Ah Ha, there’s the issue
It took some work, and a very brilliant team member of mine figured that we may have orphaned sites in the content database. Of course before we do patching we check for database corruption and run the databaserepair parameter, but (here’s hindsight) it appears that it only looks for orphaned items in the sites. We found the great post by @joeloleson http://www.sharepointjoel.com/Lists/Posts/Post.aspx?ID=291 that showed up how to delete orphaned sites in our content databases, but the next issue was to prove whether we had any or not. Amazingly enough someone had run the preupgradecheck utility against the environment previously and it showed us that there were orphaned sites in our databases, and sure enough it listed the exact 6 sites that we were having issues with.

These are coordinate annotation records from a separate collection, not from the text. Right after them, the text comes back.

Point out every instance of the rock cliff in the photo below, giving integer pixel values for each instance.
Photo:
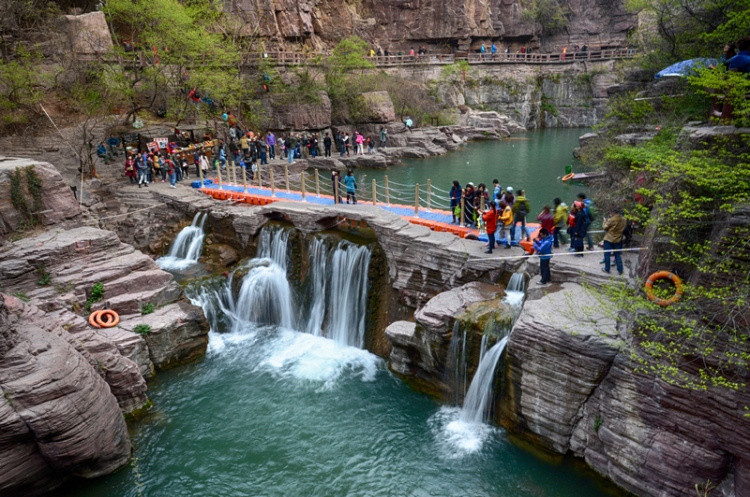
(58, 417)
(444, 24)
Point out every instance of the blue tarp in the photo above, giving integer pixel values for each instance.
(686, 67)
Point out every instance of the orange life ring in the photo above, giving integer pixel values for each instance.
(660, 275)
(106, 318)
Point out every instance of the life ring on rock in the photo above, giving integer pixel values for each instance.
(660, 275)
(105, 318)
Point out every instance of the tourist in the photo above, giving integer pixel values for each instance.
(543, 248)
(613, 227)
(469, 213)
(335, 186)
(142, 171)
(506, 219)
(577, 224)
(560, 217)
(455, 195)
(521, 208)
(114, 145)
(351, 187)
(327, 144)
(546, 219)
(588, 210)
(508, 197)
(271, 142)
(359, 140)
(490, 221)
(130, 169)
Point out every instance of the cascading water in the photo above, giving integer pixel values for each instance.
(187, 246)
(464, 430)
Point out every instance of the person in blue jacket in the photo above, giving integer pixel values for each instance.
(543, 248)
(351, 187)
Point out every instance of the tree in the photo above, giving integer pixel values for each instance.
(550, 15)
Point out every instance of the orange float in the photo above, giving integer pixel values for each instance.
(660, 275)
(105, 318)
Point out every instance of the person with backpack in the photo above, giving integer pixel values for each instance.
(543, 248)
(521, 209)
(560, 218)
(614, 227)
(588, 210)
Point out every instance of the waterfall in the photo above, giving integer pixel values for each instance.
(187, 246)
(478, 398)
(348, 297)
(457, 363)
(318, 285)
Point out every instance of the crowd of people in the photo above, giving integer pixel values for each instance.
(502, 210)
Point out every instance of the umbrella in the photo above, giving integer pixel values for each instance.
(686, 67)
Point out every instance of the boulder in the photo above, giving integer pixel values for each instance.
(57, 201)
(58, 416)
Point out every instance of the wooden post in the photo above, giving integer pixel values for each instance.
(416, 200)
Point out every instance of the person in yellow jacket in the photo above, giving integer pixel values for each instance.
(506, 219)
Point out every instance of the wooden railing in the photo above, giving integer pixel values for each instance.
(298, 59)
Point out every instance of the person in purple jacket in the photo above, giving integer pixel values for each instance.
(271, 142)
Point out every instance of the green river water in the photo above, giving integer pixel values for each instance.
(276, 412)
(533, 161)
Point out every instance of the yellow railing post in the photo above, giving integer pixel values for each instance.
(416, 200)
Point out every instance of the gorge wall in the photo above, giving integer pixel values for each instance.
(442, 24)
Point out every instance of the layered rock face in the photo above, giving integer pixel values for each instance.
(446, 24)
(57, 415)
(573, 386)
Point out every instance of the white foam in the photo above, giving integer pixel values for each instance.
(455, 437)
(310, 358)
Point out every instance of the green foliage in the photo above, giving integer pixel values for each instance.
(725, 86)
(22, 296)
(142, 329)
(44, 278)
(96, 294)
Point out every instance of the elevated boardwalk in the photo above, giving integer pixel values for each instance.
(435, 219)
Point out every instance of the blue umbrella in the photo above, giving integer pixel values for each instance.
(686, 67)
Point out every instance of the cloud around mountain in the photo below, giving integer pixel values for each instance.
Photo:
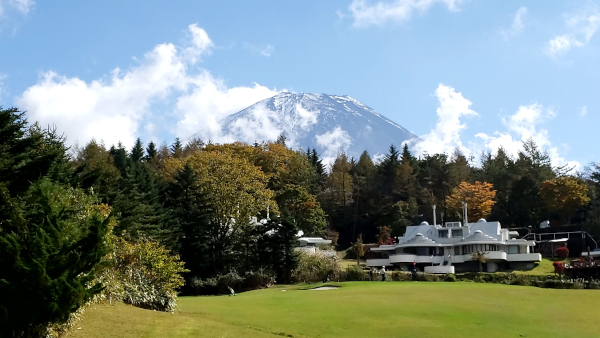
(168, 94)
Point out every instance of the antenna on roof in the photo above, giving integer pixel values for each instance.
(465, 216)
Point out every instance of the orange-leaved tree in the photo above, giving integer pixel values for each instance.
(564, 196)
(478, 196)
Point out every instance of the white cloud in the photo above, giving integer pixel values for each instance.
(3, 89)
(562, 44)
(446, 136)
(581, 28)
(524, 124)
(517, 24)
(119, 107)
(333, 142)
(23, 6)
(264, 50)
(366, 13)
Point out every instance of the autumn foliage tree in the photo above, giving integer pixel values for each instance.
(479, 198)
(564, 196)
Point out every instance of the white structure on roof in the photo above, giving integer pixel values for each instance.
(446, 248)
(314, 245)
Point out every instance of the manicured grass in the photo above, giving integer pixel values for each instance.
(363, 309)
(544, 267)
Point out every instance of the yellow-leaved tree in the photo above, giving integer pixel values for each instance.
(478, 196)
(564, 196)
(236, 191)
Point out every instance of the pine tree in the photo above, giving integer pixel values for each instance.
(151, 152)
(188, 228)
(120, 157)
(137, 204)
(388, 170)
(194, 145)
(177, 149)
(137, 152)
(277, 247)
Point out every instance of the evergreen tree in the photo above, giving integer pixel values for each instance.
(277, 247)
(188, 226)
(388, 170)
(48, 260)
(194, 145)
(137, 152)
(94, 169)
(177, 149)
(120, 158)
(137, 204)
(151, 152)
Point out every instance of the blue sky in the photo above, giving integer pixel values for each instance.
(469, 74)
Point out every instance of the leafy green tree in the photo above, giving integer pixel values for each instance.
(358, 249)
(479, 257)
(303, 209)
(194, 145)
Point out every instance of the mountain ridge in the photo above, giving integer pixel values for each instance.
(329, 123)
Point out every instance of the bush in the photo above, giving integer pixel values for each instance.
(562, 252)
(219, 284)
(143, 274)
(355, 273)
(450, 278)
(399, 276)
(315, 267)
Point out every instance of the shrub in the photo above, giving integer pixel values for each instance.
(315, 267)
(143, 274)
(562, 252)
(450, 278)
(219, 284)
(399, 276)
(355, 273)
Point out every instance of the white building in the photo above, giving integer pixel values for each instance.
(447, 248)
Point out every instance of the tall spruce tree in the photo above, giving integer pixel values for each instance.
(188, 217)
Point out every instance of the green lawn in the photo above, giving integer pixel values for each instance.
(363, 309)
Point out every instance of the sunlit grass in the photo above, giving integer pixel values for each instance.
(363, 309)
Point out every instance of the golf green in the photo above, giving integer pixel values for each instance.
(363, 309)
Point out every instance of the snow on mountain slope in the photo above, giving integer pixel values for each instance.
(328, 123)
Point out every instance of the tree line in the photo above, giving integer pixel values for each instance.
(237, 207)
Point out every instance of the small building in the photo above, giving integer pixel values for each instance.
(448, 248)
(313, 245)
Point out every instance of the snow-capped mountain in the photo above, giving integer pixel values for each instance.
(329, 123)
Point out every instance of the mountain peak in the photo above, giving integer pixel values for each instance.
(329, 123)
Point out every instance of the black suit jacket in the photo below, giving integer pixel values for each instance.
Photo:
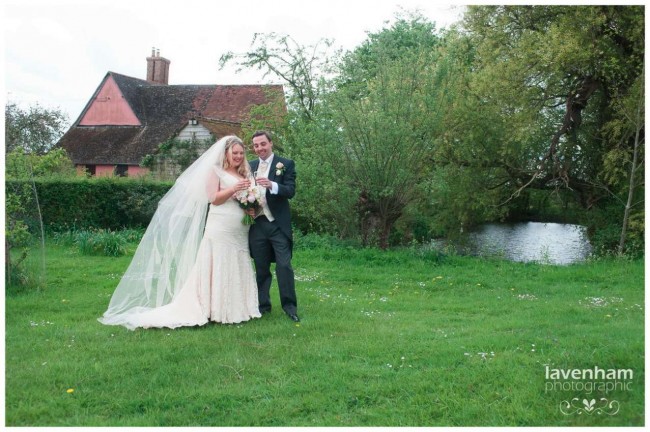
(279, 203)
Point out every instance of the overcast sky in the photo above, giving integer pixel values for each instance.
(58, 51)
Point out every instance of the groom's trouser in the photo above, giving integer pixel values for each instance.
(267, 242)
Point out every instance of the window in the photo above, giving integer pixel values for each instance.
(121, 170)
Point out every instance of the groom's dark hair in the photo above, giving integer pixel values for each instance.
(262, 132)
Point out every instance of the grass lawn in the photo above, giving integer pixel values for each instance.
(386, 339)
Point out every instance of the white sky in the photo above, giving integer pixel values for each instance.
(58, 51)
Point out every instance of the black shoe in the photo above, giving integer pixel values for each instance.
(293, 316)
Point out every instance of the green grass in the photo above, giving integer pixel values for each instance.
(386, 339)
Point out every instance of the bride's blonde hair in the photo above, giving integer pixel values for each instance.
(244, 169)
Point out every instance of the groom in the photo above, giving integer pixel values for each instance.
(270, 237)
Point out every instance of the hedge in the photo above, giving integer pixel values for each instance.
(84, 203)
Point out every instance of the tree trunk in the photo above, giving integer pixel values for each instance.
(630, 192)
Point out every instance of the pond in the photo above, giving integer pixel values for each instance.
(550, 243)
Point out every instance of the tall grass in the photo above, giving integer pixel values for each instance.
(386, 339)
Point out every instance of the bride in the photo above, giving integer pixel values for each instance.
(188, 270)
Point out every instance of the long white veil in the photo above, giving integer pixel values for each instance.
(167, 251)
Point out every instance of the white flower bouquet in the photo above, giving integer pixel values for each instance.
(251, 198)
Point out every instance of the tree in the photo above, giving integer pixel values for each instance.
(627, 131)
(554, 72)
(35, 130)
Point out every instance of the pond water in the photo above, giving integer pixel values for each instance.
(550, 243)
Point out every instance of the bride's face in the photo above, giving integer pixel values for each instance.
(236, 155)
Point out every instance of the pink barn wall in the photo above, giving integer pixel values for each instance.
(109, 108)
(104, 170)
(137, 171)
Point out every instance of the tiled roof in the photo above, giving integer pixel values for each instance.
(163, 111)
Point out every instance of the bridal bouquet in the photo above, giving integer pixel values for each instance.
(251, 198)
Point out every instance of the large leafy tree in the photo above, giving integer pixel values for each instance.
(541, 90)
(554, 73)
(34, 130)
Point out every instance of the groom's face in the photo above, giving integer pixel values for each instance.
(262, 146)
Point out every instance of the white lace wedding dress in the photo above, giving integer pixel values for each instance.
(221, 286)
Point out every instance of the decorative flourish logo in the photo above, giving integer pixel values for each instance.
(603, 406)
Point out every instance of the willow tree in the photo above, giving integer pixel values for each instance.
(543, 86)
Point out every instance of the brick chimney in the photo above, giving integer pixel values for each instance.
(157, 68)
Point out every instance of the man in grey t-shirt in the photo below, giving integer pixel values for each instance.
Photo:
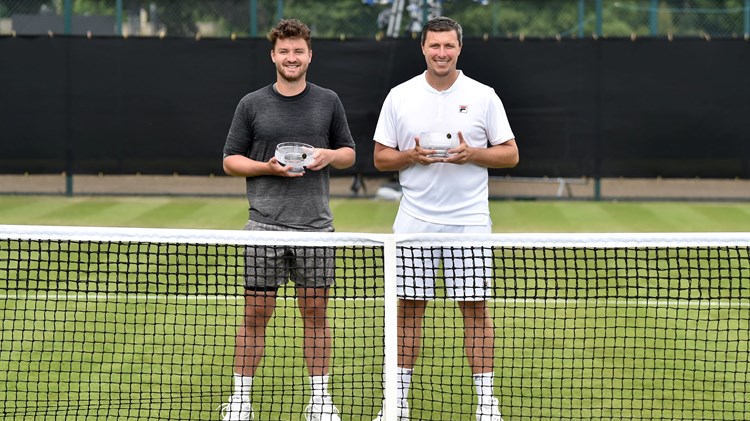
(290, 110)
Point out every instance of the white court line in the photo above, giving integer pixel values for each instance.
(536, 302)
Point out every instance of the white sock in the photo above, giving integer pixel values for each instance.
(484, 385)
(404, 381)
(319, 386)
(242, 386)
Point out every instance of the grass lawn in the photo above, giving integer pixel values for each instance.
(367, 215)
(108, 333)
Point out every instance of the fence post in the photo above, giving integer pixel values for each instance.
(279, 10)
(495, 18)
(68, 16)
(581, 18)
(653, 17)
(118, 17)
(253, 18)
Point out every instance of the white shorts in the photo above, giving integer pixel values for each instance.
(467, 272)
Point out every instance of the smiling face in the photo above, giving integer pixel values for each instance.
(291, 56)
(441, 51)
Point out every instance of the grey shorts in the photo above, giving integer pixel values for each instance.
(269, 267)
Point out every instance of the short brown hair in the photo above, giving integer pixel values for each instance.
(443, 24)
(289, 28)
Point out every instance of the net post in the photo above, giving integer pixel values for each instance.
(390, 329)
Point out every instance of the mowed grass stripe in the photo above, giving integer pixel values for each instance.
(369, 215)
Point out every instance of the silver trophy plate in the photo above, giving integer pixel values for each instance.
(440, 142)
(294, 154)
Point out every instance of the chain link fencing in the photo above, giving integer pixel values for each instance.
(373, 18)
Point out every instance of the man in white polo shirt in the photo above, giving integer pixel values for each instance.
(445, 194)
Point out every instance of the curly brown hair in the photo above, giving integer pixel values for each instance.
(290, 28)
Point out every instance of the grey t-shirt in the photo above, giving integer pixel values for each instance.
(265, 118)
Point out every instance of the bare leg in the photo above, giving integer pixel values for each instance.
(410, 319)
(251, 336)
(479, 336)
(313, 303)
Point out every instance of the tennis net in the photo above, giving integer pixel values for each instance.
(137, 324)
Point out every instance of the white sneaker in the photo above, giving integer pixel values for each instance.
(322, 410)
(489, 411)
(402, 413)
(236, 410)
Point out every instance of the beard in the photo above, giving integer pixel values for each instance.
(295, 78)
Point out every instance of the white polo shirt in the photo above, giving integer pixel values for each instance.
(443, 193)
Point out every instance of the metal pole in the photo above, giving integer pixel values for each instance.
(581, 18)
(279, 10)
(394, 20)
(118, 17)
(653, 17)
(253, 18)
(496, 18)
(68, 16)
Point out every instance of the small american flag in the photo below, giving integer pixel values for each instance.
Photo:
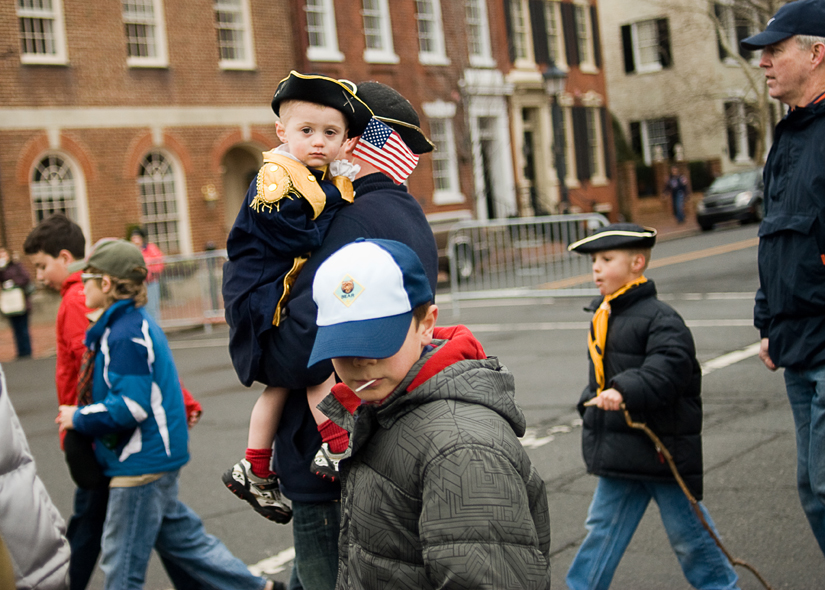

So after running enumallwebs per the blog post above and searching for the sites listed, I found the orphaned sites listed in the Site Map as True, and the sites that used to work listed in the Site Map as False. So what occured was somehow and orphan site was created, and then the correct site created and used. And when I removed the content database and re-added it, the orphaned site took it’s rightful place in the Site Map, and well there was the cause for our 404. Deleting these orphaned sites removing the databases and then re-adding them returned the correct sites into the Site Map resolving the issue.
What did we learn?
Orphaned sites are out there, and could be lurking at any time to show up and 404 some of your production sites. 🙂 Well maybe that’s not the moral. I believe the moral is the be proactive at watching your content databases for Orphaned Site Collections, especially in an environment where you have thousands of site collections. Happy Hunting!